After almost a decade-long hiatus, the Raleigh rock band has a new album. Frontman Brian Corum shares its origins and what happened in the meantime.
by David Menconi | photography by Eamon Queeney
It’s been nine long years since the Raleigh rock band Lonnie Walker released new music, the sort of lengthy hiatus that usually turns out to be permanent. There were all the usual travails that various members had to contend with: health and life matters; an album recorded and scrapped; and the pandemic shutdown.
But the main reason for such a long gap was singer/guitarist/frontman Brian Corum falling into a black hole of heroin addiction. He was homeless for an extended period of time, during which it wasn’t clear if he’d ever make music again.
But things are on the upswing. Corum has been clean and sober for about five years now, and somehow Lonnie Walker has kept the same lineup of guitarist Eric Hill, drummer Raymond Finn, keyboardist Justin Flythe and bassist Mike Robinson alongside him. And the new Lonnie Walker album, Easy Easy Easy Easy (out July 12 on Sleepy Cat Records), is spectacular. It’s an ironic title, because getting it into the world has been anything but easy.
Catchy and loose-limbed, it’s like a cross between Bob Dylan’s surreal mid-1960s verbosity and the angular push-pull of ’90s alternative bands like Pavement or Modest Mouse. Easy Easy Easy Easy is also as harrowing as it is listenable. That especially goes for “Funny Feelin’,” a rollicking account of withdrawal in which Corum declares he’s “keepin’ it together best I can” before solemnly concluding, “even when surrounded by your friends and family whispering condolences, you die alone.” Dark stuff.
“It is,” Corum agrees. “The darkness is not all over the album, but certainly in some songs, especially that one. I didn’t start that one thinking it would turn into my own experience trying to get clean. But… it did.”
Lonnie Walker originally formed not quite 20 years ago in Greenville, where Corum was earning a photography degree from East Carolina University. Early on, their shows were raucous and even multimedia affairs, including an onstage visual artist who would paint murals behind the band as they played.
The group’s 2009 debut These Times Old Times showed abundant promise, roots rock with a quirky pulse. But that was around the time Corum began slipping into drug use out of curiosity, thinking he could control it.
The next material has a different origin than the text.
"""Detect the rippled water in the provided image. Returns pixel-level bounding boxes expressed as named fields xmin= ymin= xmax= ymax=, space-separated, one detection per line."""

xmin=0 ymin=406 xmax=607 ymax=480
He started with opioids, turning to heroin when those became harder to get. Soon he had a full-blown habit. Addiction would be the subject of various songs on Lonnie Walker’s second album, 2015’s Earth Canals.
“I started out thinking I was using them for fun,” Corum says. “Early on, I thought they made me feel like a better version of myself. But they made finishing things so hard. Being in that state was like a full-time job. So that was the main cause for the pause, the year and a half I spent in a homeless shelter.”
Corum says he “would have kicked myself out of a band a long time ago,” and he struggled with going in and out of rehab. There was a several-year period of “rudderless show-playing” when Corum was well enough to play, says Hill, his Lonnie Walker bandmate of longest standing.
After sobriety finally took hold, Corum was ready to get back at it, and he had some of the best songs he’d ever written. But getting them recorded was a difficult process, in which they scrapped an entire version of the album.
“That first version just didn’t have the vibe we were looking for,” says Hill. “We tried to do this complex piecing together of tracks and it turned into a humongous fiasco. But the second one is my favorite thing we’ve ever done. All live, everybody playing in the same room at the same time.”
Highlights of the new album include “Natural Lady,” which might be the most overt love song Corum has ever written, and the zippy kiss-off “Pissin’ Off the Scene.” And for groove and feel, the droning psychedelic tones of “Cool Sparkling Water” can’t be beat.
“That one’s kind of a sober psychedelic song that gets back to the essence of life, which is water,” says Corum. “It sounds like it could be an LSD trip. I was almost embarrassed to show that one to the band because it’s just a drone where I was hitting E on the bass over and over. But everyone liked it. We agreed not to play it all the way through until recording because we didn’t want it to get too tight, lose the essence.”
With Easy Easy Easy Easy coming out into the world in July, Lonnie Walker will probably spend some time on the road this year. Offstage, Corum keeps busy running Rabbit Press, a custom screenprinting company (a process he learned while studying photography). He also works with The Healing Place, a Raleigh rehab center, trying to help get people on the same path he’s been on.
“We were really worried about Brian for a long, long time,” says Hill. “I don’t want to inflate his ego, but I’m super proud of him.”